Balcão de bar é uma peça horizontal, às vezes esguia, cuja extensão revela de imediato o espírito coletivo, igualitário e democrático. Bar ou boteco sem balcão não tem espírito, é um espaço sem alma.
Quem frequenta boteco nem sempre se atenta para o balcão. Aquela peça que separa a cozinha ou a área de serviço do espaço da clientela. Mas, é fundamental para a conversa entre clientes, garçons, o caixa, o chapeiro e outros príncipes do boteco. Sim, porque quem trabalha nesse sublime comércio reina no ambiente, o nobre lugar, da coletividade esparramada por entre nichos e espaços aristocráticos. A clientela é a vassalagem, composta por aqueles que servem, de fato, a todos os operários do sujinho.

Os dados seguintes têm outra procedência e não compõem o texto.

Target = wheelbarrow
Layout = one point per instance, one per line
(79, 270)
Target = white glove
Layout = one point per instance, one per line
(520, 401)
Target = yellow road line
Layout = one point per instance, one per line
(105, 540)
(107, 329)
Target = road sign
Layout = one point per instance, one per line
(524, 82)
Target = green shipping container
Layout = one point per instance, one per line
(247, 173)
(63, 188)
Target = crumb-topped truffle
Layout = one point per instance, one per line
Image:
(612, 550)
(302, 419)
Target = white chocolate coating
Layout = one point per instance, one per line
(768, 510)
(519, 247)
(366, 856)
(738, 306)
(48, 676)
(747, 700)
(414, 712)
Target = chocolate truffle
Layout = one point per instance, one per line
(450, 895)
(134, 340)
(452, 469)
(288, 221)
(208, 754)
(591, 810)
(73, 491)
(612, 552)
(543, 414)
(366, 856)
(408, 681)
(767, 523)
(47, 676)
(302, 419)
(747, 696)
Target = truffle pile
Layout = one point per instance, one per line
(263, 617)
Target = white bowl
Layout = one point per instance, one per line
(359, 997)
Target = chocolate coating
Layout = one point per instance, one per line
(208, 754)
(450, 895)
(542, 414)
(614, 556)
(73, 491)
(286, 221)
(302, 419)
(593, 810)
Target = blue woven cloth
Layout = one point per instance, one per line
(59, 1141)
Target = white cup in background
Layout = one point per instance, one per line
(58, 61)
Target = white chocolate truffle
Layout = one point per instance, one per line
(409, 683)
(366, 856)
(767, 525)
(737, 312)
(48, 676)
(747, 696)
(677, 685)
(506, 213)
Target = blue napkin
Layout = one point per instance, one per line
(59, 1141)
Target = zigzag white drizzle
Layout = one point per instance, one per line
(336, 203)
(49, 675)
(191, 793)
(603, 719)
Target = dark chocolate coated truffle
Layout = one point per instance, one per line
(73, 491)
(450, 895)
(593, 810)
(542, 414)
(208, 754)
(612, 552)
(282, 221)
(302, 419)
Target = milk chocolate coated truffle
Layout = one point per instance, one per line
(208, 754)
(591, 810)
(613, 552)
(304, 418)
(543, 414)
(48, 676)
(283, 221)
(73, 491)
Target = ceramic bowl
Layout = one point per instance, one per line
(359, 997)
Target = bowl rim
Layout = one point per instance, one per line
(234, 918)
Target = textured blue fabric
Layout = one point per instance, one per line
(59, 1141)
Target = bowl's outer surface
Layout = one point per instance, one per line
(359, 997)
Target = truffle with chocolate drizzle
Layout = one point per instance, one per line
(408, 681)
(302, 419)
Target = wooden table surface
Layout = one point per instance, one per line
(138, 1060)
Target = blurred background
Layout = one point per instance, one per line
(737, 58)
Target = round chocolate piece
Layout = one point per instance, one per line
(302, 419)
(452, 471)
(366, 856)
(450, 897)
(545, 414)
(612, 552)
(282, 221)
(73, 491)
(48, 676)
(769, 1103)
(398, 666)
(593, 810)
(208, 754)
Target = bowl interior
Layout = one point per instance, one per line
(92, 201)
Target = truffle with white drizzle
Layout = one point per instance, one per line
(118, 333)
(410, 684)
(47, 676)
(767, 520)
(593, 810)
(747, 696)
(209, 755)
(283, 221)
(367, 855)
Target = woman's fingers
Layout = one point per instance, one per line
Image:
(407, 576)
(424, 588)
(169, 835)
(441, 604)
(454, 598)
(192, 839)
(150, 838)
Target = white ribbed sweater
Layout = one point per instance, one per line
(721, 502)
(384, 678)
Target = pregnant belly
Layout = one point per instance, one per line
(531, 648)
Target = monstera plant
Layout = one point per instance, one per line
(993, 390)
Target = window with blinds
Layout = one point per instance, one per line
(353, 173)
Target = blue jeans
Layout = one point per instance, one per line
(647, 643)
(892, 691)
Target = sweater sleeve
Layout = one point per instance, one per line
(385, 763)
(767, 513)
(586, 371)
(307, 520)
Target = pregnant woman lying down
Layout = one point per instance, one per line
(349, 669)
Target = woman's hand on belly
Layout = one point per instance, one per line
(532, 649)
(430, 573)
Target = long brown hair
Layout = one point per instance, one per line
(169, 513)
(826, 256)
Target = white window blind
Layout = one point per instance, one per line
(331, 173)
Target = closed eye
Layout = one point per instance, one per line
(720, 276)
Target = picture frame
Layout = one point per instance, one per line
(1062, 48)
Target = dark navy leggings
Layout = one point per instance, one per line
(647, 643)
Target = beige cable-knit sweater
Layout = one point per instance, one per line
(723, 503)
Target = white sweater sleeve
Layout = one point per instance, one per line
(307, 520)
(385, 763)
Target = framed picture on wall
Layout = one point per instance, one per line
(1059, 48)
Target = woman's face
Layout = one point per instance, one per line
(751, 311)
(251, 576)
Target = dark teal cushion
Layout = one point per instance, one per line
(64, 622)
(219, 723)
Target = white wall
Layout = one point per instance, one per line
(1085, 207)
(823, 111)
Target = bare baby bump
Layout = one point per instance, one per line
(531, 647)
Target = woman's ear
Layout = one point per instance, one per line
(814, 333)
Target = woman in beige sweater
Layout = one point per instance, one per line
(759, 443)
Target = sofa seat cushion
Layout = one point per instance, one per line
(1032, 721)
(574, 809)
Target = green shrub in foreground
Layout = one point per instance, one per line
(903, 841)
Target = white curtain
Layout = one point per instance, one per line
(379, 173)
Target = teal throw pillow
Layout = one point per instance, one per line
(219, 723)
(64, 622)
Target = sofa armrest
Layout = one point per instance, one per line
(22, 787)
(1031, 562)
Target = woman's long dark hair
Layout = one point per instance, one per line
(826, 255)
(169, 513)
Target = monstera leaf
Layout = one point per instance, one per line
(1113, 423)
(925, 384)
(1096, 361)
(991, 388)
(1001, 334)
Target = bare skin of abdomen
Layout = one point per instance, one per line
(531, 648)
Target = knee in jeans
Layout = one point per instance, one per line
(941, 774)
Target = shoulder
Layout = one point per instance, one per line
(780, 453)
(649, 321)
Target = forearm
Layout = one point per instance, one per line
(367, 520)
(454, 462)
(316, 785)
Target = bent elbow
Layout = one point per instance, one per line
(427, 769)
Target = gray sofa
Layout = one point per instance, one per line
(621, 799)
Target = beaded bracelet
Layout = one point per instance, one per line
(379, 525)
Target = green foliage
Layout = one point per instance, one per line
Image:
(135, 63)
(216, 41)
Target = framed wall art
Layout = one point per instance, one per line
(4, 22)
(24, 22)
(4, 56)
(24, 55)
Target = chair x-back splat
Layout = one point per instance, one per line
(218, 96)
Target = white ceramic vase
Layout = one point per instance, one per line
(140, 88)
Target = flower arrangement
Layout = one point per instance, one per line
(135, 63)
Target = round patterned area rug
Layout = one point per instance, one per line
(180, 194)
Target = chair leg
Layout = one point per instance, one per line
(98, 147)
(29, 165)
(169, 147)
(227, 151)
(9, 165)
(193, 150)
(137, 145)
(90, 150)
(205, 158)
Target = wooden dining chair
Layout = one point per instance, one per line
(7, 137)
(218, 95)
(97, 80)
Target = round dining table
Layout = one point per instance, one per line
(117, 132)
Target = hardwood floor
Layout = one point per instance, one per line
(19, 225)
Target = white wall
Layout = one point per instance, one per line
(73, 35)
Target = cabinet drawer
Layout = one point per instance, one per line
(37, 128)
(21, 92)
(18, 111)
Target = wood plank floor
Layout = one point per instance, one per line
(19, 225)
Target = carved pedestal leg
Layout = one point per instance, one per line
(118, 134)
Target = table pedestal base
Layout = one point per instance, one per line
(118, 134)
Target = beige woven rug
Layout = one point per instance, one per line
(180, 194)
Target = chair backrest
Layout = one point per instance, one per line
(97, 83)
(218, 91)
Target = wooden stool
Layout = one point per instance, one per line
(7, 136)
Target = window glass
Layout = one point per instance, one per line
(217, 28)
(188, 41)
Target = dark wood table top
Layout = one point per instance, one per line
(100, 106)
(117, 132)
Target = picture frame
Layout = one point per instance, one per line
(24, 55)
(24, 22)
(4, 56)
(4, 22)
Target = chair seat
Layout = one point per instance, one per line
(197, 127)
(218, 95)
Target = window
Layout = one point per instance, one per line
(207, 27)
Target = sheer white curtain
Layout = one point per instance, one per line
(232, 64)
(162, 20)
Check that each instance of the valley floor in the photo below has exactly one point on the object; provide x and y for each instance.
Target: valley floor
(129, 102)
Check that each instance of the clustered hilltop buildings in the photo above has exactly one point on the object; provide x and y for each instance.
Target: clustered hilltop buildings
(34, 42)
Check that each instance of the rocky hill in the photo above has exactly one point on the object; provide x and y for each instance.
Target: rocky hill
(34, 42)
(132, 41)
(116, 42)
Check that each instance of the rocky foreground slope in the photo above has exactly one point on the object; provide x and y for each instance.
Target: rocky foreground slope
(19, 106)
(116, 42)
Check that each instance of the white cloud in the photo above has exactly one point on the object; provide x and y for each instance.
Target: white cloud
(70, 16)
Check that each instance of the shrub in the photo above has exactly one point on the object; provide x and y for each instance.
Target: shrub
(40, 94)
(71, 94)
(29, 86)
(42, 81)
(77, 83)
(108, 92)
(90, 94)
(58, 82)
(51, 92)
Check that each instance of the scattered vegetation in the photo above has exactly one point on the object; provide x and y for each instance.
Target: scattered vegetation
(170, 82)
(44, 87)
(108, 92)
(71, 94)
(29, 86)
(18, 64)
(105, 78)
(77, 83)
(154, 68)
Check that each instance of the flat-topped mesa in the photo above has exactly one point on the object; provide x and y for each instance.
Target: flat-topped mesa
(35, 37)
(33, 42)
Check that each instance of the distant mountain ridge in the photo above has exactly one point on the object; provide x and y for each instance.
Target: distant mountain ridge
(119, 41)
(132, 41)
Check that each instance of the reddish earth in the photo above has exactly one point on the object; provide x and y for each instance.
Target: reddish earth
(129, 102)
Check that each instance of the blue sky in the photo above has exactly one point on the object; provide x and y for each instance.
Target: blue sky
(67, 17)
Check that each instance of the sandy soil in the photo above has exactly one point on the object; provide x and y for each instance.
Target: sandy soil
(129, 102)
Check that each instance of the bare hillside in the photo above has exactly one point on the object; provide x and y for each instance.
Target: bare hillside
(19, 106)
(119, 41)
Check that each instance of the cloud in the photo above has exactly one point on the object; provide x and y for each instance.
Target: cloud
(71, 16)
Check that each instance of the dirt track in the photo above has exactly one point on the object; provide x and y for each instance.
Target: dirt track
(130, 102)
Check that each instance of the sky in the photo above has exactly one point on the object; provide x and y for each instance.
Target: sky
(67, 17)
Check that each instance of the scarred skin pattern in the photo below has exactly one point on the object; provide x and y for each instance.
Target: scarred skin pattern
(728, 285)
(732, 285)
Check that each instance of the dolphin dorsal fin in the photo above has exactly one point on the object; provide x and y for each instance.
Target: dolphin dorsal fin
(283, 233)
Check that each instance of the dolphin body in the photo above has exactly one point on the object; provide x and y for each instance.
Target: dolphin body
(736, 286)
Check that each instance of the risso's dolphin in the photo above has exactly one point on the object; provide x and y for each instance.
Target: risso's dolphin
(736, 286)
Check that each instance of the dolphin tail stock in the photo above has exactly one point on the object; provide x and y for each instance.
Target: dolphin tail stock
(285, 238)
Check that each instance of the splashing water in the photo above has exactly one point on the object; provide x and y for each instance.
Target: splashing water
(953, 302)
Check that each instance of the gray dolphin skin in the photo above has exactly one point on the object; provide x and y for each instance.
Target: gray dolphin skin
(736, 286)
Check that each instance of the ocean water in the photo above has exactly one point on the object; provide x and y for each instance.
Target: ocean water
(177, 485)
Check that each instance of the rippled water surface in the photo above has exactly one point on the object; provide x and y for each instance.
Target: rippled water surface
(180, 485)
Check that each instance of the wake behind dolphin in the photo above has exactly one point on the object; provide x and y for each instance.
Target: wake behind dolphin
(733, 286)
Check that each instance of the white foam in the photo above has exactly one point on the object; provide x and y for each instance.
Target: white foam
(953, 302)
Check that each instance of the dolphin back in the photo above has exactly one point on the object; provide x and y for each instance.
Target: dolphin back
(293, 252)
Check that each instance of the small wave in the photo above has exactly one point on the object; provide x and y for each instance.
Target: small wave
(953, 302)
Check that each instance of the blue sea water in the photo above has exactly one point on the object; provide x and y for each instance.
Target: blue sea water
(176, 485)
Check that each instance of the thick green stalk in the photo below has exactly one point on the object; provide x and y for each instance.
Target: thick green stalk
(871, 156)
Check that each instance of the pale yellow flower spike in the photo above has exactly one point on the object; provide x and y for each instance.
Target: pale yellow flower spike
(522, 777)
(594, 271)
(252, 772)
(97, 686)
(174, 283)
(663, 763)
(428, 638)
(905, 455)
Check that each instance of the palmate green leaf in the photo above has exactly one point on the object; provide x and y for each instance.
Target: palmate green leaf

O balcão, geralmente, mede em torno de 1,10 cm de altura. O comprimento e a largura dependem da arquitetura desenhada para o ambiente, para o trato entre o chapeiro, os garçons, o commis, o responsável pela limpeza, entre outros. Para quem não sabe, commis é o nome dado ao auxiliar do garçom. O termo é mais usado em restaurantes, mas alguns botecos gourmet os tem.
Contudo, o boteco raiz é o que interessa. O pé-sujo, o bunda-de-fora, o sujinho, aquele onde a estufa atrai olhares famintos para o ovo e a salsicha empanados, o croquete, a esfirra, a coxinha, o pastel, enfim, todo pedaço de gula cultivada desde a infância.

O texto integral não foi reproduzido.